まだとはどういうことだ?家族の死んだ原因は分かっている。家族は四年前に覚醒者に襲われて命を落とした。龍真自身も大怪我を負って、病院で目が覚めたのはその事件が起きてから一週間後だった。
犯人を知ろうにも姿を見ていないし、四年経った今でも捕まっていない。
「忘れるもなにも、俺は犯人を見ていない。そもそも知らないんだから、忘れようがないじゃないか」
『…………本当に覚えていないのじゃな。もはや滑稽にすら思えてきたぞい。仕方がない。自ら気付かせるつもりじゃったが、あの事件の犯人を教えてやろう』
影の男は龍真を指さし、静かに告げた。
『お主の家族を殺したのは他でもない………榊龍真、お主自身じゃ』
「なっ……っ!」
影の男の言葉を否定しようとしたとき、頭の中にある光景がフラッシュバックした。懐かしいフィンランドの祖父母の家。見慣れたリビング、廊下、キッチン……全てが一点を除いてそのままだった。
辺り一面に溢れ、跳ねたおびただしい血痕以外は。
「っ!……これは俺の記憶……か?こんな……………こんなの知らない!なんで俺の家が血まみれなんだ?どうして家に入っていない俺が事件の現場を覚えているんだ……」
『まだ思い出せんのか?家族を襲った覚醒者はお主だと言っておるじゃろう。覚醒したお主は持て余すほどに強大な自分の能力に飲まれた。そして暴走し、本能のままに家族全員を殺したのじゃ。体にあった傷は抵抗する家族に付けられたものじゃったかのう。その右目もじゃな。必死にお主を止めようとする家族を、お主は躊躇いなく殺したのじゃ。いい加減、真実を思い出せ!現実から目を背けるな!』
影の男の言葉を聞きながらも依然として、記憶の中を龍真はさまよっていた。勝手に足が動いてフラフラと廊下を進む。ふと足を止めて窓に目をやると、そこには血が滴る槍を持った血まみれの自分が映っていた。その顔や体には沢山の切り傷があり、返り血と自分の血が混ざり合って全身が赤に染まっていた。

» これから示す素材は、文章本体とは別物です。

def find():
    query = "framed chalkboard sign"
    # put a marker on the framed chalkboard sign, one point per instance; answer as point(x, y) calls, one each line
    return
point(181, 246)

「………俺が……みんなを殺したのか……爺ちゃんも婆ちゃんも、母さんも父さんも、虎徹まで?……俺は、ずっと自分自身を恨んでいたのか………」
自分の罪を忘れ、覚醒者を嫌っていた自分の滑稽さに笑いがこみあげてきた。
「………ハハッ、馬鹿じゃん、俺。自分がやったこと忘れて……存在しない犯人を四年間も恨み続けて、八つ当たりで覚醒者を嫌いになって。ホント、ダサすぎ。そりゃ殺されるわ。神様は許してくれないよな。自業自得だ……………」
膝を付き、大粒の涙が溢れる。影の男はうなだれる龍真に向かって告げた。
『確かにお主が事実を忘れ、知ろうともせんかったことは許されんじゃろう。殺人を犯したことも事実じゃしのう。じゃが、罪と向き合う気があるのなら、忘れず、目を逸らさず、償う努力をしろ』
「………つ、償う?」
『そうじゃ。償う意思があるのなら、儂の手を取れ。再びお主に力を授けよう。十五でそれなりのタッパをしておったから問題ないと踏んだ儂の浅慮にも問題はあった、一時的に預かっていた力をどう使うかはお主の自由じゃ。じゃが、間違うな。惑わされずに、自分の信じた道を進め』
そう言うと影は黒い小手に覆われた片手を差し出した。刺々しく、優しさなど微塵にも感じられないその手に、龍真はなぜか温かい希望を感じた。償わなければならない。そのために、今はまだ死ぬわけにはいかない。
ただ生きたいと、強く思った。
「俺は……生きたい。生きて自分の罪を償いたい。俺と同じような思いをする奴を一人でも減らしたい。それまで、俺と同じ思いをする人がいなくなる日までは、死んでも死にきれない!頼む、俺に力を貸してくれ!このままじゃ死ねない、死んじゃいけないんだ!」
龍真の答えに影は「分かった」とだけ告げると、影になって隠れていた顔が月明かりに照らされて浮かび上がる。そこには今まで泣いていた自分を慰めるような、優しい笑みを浮かべる隻眼の老人の顔があった。
第一部第二幕再開
龍真の腹に穴をあけた鬼は、苛立っていた。泣き喚きながら命乞いをするかと思っていた少年が一度も命乞いをせずに死んだ。惨めな姿を見せることなく、潔いと言えるような死に様を見せた。こんな綺麗な死を見たかったのではない。もっと泣き叫び、惨めに絶望を感じながら死ぬ瞬間を見たかったのだ。それなのに、
「……全く面白くない。これでは何のために嬲り殺しにしたのか解らないではないですか」
怒りを紛らわすように鬼が龍真の体を蹴り飛ばす。人形のように転がる龍真の体が土にまみれる様を一瞥し、龍真から背を向ける。
「今日はもう、帰りますか」
そう呟くと、鬼の体は一瞬で塵のように消え、中からは普通の人間の体が姿を現した。現れた覚醒者の普段の姿はありふれたサラリーマンそのものだった。スーツを着込んだその姿からは微塵も先ほどまでの凶悪な鬼の姿は想像できない。そして男は携帯を取り出して、どこかへ電話をかける。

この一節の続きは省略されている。